Il II atto offre una vista più ampia, perché la scena si apre sul giardino interno della casa di Dorabella e Fiordiligi: alti fusti d’albero (ma dall’aspetto sempre un po’ malato; saranno quelli del Lohengrin inaugurale del dicembre 2012 riciclati per risparmiare?), pareti con scritto a vernice “SI” (senza accento. Perché mai preoccuparsi dell’ortografia, se quel che conta per la regia è il sottointeso psicologico? O forse è il “si” impersonale, il germanico “mondo del Man”, non già il banale “sì” che le sciocche incaute pronunciano ai seduttori). Oltre agli alberelli allampanati, sul proscenio del II atto muschi, terra, erbetta, foglie secche, oltre all’immancabile drink appoggiato sulla balaustra, dimenticato lì dall’atto precedente. In effetti basta sempre poco per costruire un’incongruenza, per creare effetto di eterogeneità; in questo Guth è veramente bravo. Anche nella farsesca scena conclusiva, per esempio, i due uomini riacquistano gli abiti neri dell’inizio ancora prima del riconoscimento da parte delle donne (e allora a che serve l’opposizione abito nero/bianco?).
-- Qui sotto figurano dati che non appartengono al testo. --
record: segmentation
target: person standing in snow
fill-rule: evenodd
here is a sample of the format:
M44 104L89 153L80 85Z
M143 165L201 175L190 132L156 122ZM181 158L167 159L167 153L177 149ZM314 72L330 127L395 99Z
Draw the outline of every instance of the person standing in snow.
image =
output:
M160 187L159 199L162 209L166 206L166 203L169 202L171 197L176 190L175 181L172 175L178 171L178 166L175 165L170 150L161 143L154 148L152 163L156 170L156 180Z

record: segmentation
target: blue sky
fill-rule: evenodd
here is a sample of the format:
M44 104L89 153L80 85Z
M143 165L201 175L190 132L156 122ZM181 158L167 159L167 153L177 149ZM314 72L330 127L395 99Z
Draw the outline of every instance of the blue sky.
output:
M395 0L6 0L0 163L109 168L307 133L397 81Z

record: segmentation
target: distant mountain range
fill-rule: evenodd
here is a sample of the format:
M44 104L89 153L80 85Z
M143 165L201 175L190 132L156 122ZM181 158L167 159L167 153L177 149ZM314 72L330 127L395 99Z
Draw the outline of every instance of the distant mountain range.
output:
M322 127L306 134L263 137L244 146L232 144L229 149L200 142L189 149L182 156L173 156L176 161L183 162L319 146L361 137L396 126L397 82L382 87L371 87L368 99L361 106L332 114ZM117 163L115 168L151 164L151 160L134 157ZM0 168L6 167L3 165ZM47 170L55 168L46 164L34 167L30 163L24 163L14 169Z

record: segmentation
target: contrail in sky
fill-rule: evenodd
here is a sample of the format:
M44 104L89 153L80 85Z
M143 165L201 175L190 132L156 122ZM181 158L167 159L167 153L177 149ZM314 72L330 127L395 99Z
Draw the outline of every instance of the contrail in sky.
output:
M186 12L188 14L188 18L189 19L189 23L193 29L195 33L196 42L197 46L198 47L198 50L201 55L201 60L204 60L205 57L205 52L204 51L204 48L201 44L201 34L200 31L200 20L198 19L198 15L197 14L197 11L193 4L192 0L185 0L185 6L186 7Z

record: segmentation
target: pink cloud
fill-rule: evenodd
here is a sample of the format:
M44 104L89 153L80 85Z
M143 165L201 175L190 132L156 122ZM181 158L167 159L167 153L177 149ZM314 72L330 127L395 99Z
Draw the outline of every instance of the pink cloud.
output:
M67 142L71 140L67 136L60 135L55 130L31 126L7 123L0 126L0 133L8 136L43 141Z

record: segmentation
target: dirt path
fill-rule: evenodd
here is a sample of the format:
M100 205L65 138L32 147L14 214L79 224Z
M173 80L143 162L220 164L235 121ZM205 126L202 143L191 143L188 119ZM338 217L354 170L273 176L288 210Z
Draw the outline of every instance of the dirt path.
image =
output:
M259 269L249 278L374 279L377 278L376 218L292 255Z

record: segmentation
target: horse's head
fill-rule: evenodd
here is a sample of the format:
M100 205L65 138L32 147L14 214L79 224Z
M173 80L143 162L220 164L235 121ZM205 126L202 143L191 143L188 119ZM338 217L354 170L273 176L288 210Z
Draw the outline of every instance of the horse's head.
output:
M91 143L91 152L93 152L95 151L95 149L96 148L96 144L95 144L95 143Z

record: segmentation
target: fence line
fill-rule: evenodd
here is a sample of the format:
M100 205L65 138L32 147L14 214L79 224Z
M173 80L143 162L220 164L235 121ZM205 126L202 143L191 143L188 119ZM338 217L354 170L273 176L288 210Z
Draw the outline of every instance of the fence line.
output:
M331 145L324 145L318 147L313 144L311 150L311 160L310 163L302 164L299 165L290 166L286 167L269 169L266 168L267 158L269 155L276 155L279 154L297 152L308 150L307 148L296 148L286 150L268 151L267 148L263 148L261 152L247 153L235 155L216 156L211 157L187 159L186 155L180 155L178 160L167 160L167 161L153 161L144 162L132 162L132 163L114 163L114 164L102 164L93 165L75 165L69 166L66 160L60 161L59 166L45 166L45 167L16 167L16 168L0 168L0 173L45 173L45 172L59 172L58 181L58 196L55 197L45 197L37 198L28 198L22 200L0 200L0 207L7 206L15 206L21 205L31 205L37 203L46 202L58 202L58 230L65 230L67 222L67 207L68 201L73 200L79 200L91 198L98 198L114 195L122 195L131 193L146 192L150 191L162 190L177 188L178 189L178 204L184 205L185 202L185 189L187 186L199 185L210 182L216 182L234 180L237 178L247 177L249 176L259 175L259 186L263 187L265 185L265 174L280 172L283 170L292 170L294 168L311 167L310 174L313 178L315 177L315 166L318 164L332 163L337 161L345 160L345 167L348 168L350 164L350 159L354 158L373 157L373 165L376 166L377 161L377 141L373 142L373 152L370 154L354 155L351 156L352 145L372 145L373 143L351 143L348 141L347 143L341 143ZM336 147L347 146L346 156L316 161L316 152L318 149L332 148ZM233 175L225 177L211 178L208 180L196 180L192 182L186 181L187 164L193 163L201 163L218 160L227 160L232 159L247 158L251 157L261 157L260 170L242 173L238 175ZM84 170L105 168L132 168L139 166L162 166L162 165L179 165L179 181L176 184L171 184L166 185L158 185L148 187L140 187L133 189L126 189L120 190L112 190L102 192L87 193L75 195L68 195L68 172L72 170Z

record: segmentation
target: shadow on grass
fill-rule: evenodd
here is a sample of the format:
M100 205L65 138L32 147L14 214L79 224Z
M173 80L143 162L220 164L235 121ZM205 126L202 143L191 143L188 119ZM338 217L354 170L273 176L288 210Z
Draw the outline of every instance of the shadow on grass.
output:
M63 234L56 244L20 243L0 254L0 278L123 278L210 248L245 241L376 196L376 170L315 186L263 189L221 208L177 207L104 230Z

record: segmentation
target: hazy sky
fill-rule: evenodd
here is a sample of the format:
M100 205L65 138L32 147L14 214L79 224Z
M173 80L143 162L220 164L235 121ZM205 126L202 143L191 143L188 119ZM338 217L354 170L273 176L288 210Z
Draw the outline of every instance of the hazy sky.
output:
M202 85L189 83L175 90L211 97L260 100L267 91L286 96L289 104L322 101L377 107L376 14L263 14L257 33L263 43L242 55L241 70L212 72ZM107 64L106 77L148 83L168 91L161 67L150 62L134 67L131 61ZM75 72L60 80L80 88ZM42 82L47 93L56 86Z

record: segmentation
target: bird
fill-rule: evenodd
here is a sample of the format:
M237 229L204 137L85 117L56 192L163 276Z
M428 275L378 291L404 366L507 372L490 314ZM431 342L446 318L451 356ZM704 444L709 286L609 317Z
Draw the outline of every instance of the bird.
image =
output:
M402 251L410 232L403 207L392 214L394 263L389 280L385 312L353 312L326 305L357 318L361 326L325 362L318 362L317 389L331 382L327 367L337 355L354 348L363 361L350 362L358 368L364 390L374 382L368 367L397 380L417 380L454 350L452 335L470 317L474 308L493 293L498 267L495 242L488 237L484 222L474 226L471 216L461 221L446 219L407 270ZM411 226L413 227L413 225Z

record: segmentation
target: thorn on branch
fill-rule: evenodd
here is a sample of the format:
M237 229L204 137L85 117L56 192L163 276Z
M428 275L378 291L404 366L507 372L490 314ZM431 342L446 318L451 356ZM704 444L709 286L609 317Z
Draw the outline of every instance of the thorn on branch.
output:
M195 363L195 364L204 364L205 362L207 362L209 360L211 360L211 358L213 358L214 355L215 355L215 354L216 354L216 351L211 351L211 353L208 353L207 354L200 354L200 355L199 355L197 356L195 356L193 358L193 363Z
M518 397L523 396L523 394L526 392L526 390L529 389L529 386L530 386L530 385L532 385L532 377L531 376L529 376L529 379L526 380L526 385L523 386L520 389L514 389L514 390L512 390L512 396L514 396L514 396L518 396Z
Per salvare l’allure di “dramma giocoso” non basta far cantare alle interpreti femminili l’intero II atto in sottoveste. Almeno il finale avrebbe potuto essere risolto in modo ironico; e invece no: restando fedele alla chiave interpretativa della coppia eros/thanatos, Guth atteggia i suoi interpreti a persone qualunque, stressate e in procinto di dare sfogo alle peggiori passioni a causa di frustrazioni e della scoperta del tradimento. Gli sguardi di indifferenza, di risentimento, di rabbiosa impotenza che i quattro giovani si scambiano sono terribilmente emblematici e attuali. Probabilmente a qualcuno questa parrà una motivazione positiva, che rende legittime tutte le scelte registiche. Ma – per tornare al dubbio di partenza – sarà questo il modo più efficace e funzionale per rivisitare un “dramma giocoso” (non già un dramma borghese di seconda metà dell’Ottocento)? I musi lunghi sulla scena, anziché preludere a una rassegnata esistenza coniugale in cui l’amore e la passione andranno smorzando, sembrano profetizzare reazioni più violente, irrazionali, come quelle morbosamente descritte nelle pagine di cronaca nera. E forse era naturale che a tale messaggio conclusivo giungesse un regista-psicoanalista come Guth. Ma allora, perché non limitarsi a leggere l’ultimo bel saggio di Massimo Recalcati (“Non è più come prima”. Elogio del perdono nella vita amorosa, Milano 2014), anziché voler proporre proprio un’opera giocosa, che avrebbe dovuto anche divertire il pubblico?